Das Sommerkunstfestival Rohkunstbau in der Mark Brandenburg feiert in diesem Jahr sein 25. Jubiläum. Dieses Wochenende ist die Eröffnung auf Schloss Lieberose

Von Christiane Meixner
25.06.2020

„Das hier sind wir“, sagt Arvid Boellert und zeigt auf einen kleinen Torwart am Eingang zum Sommerfestival Rohkunstbau. Das Pech des Spielers: Er ist der einzige in einem dunklen Shirt. Alle anderen Figuren des Tischkickers tragen helle Oberteile, und man ahnt, wie ein Turnier am Kunstwerk von Bjørn Melhus auf Schloss Lieberose ausgehen würde. Boellert, dem die Mark Brandenburg seit einem Vierteljahrhundert ihr einzigartiges Projekt Rohkunstbau verdankt, hat den Kampf trotzdem gewonnen.

 

Auf und ab für das Sommerfestival Rohkunstbau

Wenn auch mit einigen Blessuren. 2019 fiel die Veranstaltung, die eigentlich ihr Jubiläum hätte feiern wollen, aus finanziellen Gründen aus.
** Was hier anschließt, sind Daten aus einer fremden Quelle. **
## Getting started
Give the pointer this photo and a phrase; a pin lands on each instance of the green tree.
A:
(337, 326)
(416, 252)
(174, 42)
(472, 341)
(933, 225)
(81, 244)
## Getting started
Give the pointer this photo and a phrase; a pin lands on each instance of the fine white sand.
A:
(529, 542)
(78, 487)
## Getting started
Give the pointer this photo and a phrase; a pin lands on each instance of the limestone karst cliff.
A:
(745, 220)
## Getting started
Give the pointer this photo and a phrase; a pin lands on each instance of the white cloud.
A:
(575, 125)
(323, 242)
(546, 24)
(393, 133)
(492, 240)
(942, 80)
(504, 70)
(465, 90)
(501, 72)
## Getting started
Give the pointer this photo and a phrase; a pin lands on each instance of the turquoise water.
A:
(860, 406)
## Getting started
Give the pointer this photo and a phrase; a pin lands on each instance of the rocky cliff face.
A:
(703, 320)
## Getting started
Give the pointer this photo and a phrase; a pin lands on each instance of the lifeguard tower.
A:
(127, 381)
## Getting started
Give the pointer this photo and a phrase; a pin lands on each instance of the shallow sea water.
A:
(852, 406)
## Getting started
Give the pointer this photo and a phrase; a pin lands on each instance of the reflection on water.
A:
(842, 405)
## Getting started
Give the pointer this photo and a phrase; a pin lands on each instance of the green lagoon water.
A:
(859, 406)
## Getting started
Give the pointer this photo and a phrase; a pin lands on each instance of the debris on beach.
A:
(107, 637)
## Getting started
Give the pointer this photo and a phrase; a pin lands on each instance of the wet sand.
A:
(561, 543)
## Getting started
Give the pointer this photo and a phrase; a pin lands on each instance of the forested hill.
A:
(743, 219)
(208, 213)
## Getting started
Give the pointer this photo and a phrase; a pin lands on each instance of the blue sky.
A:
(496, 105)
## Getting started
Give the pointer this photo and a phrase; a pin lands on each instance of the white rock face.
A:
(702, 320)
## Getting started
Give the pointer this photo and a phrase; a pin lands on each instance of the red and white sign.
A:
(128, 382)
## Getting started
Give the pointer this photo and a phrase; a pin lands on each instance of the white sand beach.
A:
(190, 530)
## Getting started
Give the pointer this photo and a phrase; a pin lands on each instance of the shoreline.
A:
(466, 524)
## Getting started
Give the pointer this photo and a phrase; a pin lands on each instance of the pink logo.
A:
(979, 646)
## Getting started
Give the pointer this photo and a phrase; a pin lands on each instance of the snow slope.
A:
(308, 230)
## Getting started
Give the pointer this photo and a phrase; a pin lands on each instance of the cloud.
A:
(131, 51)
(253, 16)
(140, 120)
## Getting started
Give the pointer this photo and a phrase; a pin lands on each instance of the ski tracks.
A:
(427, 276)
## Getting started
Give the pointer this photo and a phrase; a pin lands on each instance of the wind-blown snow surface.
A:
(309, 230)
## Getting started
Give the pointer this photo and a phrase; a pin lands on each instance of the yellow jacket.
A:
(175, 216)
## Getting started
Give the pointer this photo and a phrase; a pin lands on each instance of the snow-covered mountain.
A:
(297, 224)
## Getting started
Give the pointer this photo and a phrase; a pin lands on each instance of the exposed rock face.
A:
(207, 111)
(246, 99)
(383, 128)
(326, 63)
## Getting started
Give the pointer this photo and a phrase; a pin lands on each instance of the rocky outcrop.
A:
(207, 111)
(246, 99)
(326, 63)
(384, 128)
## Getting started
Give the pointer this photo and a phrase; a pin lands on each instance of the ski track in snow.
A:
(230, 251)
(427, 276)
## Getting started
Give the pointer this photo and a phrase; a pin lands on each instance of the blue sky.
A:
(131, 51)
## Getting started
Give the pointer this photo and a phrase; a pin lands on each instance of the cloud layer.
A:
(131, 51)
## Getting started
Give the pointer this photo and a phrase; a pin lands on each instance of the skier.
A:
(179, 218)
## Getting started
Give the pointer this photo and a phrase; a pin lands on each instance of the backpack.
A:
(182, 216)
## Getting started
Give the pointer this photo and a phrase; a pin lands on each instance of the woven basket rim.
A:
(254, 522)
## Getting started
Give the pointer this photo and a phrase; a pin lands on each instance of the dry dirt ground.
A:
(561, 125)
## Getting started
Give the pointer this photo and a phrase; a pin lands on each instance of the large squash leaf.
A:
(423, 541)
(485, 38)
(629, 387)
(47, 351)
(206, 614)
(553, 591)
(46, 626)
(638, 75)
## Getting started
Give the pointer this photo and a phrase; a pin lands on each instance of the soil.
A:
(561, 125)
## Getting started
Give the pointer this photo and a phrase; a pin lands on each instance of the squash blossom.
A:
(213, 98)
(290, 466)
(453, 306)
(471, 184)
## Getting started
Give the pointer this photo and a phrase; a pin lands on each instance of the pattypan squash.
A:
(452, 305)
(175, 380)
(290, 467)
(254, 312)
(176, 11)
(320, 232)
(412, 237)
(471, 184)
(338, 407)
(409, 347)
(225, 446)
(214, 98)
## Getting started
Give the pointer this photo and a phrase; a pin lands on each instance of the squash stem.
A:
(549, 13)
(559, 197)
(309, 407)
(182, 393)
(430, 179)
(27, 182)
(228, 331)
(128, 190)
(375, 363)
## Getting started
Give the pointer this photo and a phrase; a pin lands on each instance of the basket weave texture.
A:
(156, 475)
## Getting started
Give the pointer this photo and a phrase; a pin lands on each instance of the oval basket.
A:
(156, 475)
Diesmal war sie erst sechs Wochen vor der Eröffnung wirklich gesichert – ein Zeitfenster, das dem Förderverein wie auch der diesjährigen Kuratorin Heike Fuhlbrügge Enormes abverlangte. Die Ausstellung mit lauter künstlerischen Veteranen, die mindestens einmal schon bei Rohkunstbau vertreten waren, macht es nicht weniger sehenswert, forderte aber doch an einigen Stellen Kompromisse. Sichtbar werden sie etwa im ehemaligen Kinosaal des Schlosses, das seit seiner Errichtung während der Renaissance diverse funktionale Änderungen erlebt hat. Diesmal steht mitten im Raum eine neongelbe Skulptur von Thomas Scheibitz. An früheren Standorten von Rohkunstbau wie Schloss Marquardt waren die Interventionen des renommierten Künstlers ein kraftvoller Akzent. Hier allerdings wirkt „Zwilling“ (2010) wie abgestellt und viel zu bescheiden für einen Ort, mit dessen ruinösem Charme nur echte Interventionen konkurrieren können.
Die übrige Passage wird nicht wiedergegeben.